Rare diseases are more common than what one could initially estimate. They are reported (sorry that I am no including references in this document) to affect ~6-8 % of the global population, although each one of them has a much smaller prevalence. Many patients take a very long time to be diagnosed, a time that can be greatly reduced by new technological developments on precision medicine. One technology that can greatly impact the diagnostic odyssey is the utilization of NLP to analyze patient medical records and identify the symptoms a patient presents. These symptoms can then be fed to a prediction algorithms of simply shown to a clinician for interpretation with or without genetic information.
Therefore, providing the patient symptoms stands as the entry point to leveraging the power of accurate disease clinical descriptions and, if available, the information contained in the patient genetic information. The symptoms are represented by Human Phenotype Ontology (HPO) terms, you have a short introduction at the HPO section.
The goal of this team is to:
- Develop a framework (MVP-like) in which NLP algorithms capable of recognising medical concepts (HPO terms) can be compared.
- Perform a comparison between such algorithms and establish a performance baseline.
- If possible, further develop or improve the models.
We will focus the comparison on the following algorithms:
- Neural Concept Recognizer (NCR).
- Microsoft's Text Analytics.
However, if time permits, I'd like to include others:
- Biolink NLP Annotator.
- IHP
- ClinPhen
This algorithm, by Arbabi et al [https://www.ncbi.nlm.nih.gov/pmc/articles/PMC6533869/], is deployed in Foundation 29's Azure subscription. An API will be provided. It was trained in the 228 pubmed abstracts here used, which implies that it's performance will be overestimated. Clearly suboptimal.
You deployed this, so you are well aware about how to use it. I simply want to raise the case that probably it has already seen the data used in this project. I don't know how it was developed.
- Biolink NLP annotator: A rule-based annotation engine deployed at the biolink API (https://api.monarchinitiative.org/api/nlp/annotate).
- IHP: Developed by Lobo et al (https://doi.org/10.1155/2017/8565739) and, again, trained on the GSC data. Downloadable from: https://github.com/lasigeBioTM/IHP.
- ClinPhen: Developed by Deisseroth et al. (https://www.ncbi.nlm.nih.gov/pmc/articles/PMC6551315/), it can be obtained here: https://bitbucket.org/bejerano/clinphen/src/master/. Hopefully the PIP package is still valid. If not, give it a try to this one: https://github.com/kingmanzhang/clinphen.
- Want a real challenge? It would be interesting to develop a matching strategy between HPO terms and the concepts trained on clinicalBERT (https://github.com/EmilyAlsentzer/clinicalBERT) so that they can be used directly for HPO term recognition.
Public data is very scarce in this context with limited available resources.
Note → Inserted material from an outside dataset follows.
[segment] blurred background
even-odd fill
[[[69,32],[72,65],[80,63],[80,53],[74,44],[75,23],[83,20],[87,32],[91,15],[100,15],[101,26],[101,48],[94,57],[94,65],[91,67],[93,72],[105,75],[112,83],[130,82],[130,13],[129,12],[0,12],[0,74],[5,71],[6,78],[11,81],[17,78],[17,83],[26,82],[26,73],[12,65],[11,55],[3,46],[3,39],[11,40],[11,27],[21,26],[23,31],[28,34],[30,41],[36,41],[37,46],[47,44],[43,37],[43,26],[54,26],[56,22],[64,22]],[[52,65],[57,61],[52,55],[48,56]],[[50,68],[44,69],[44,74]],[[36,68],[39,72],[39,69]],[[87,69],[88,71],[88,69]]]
The datasets required would be medical text labelled with HPO terms (see HPO section for details on what HPO is). In principle, there are two datasets that we could use: the Gold Standard Corpora and OMIM.
In order to test (or train) the algorithms we will use the dataset known as Gold Standard Corpora (GSC). The data consists of 228 annotated abstracts cited by OMIM (http://www.omim.org). The data can be found here: https://github.com/lasigeBioTM/IHP.
There is an improved version of the corpora fixing some issues as identified by Lobo et al. (https://doi.org/10.1155/2017/8565739).
We are requesting access to the OMIM API in order to be able to download clinical synopsis along with HPO annotations. This could bring the whole dataset to the order of 5000 annotated documents. But it is uncertain if they will be available for the Hackathon.
It is worth noting that the GSC is the same dataset that has been used by IHP and NCR for training, therefore there is a clear bias in the results that is difficult to solve. Ideas are welcomed.
OMIM has collected a large set of genetic diseases along with their phenotypic (symptom) description. They have an API available to which we have requested access and through which we can query the clinical synopsis of the disease and the disease symptoms. Then, we can compare what terms each algorithm extracts.
In the case access to OMIM's API is not granted in time, we could scrape the information from the website. In order to do so a list of OMIM identifiers would come in handy. This list can be accessed through the API Foundation29 has developed. This API is described in a dedicated section.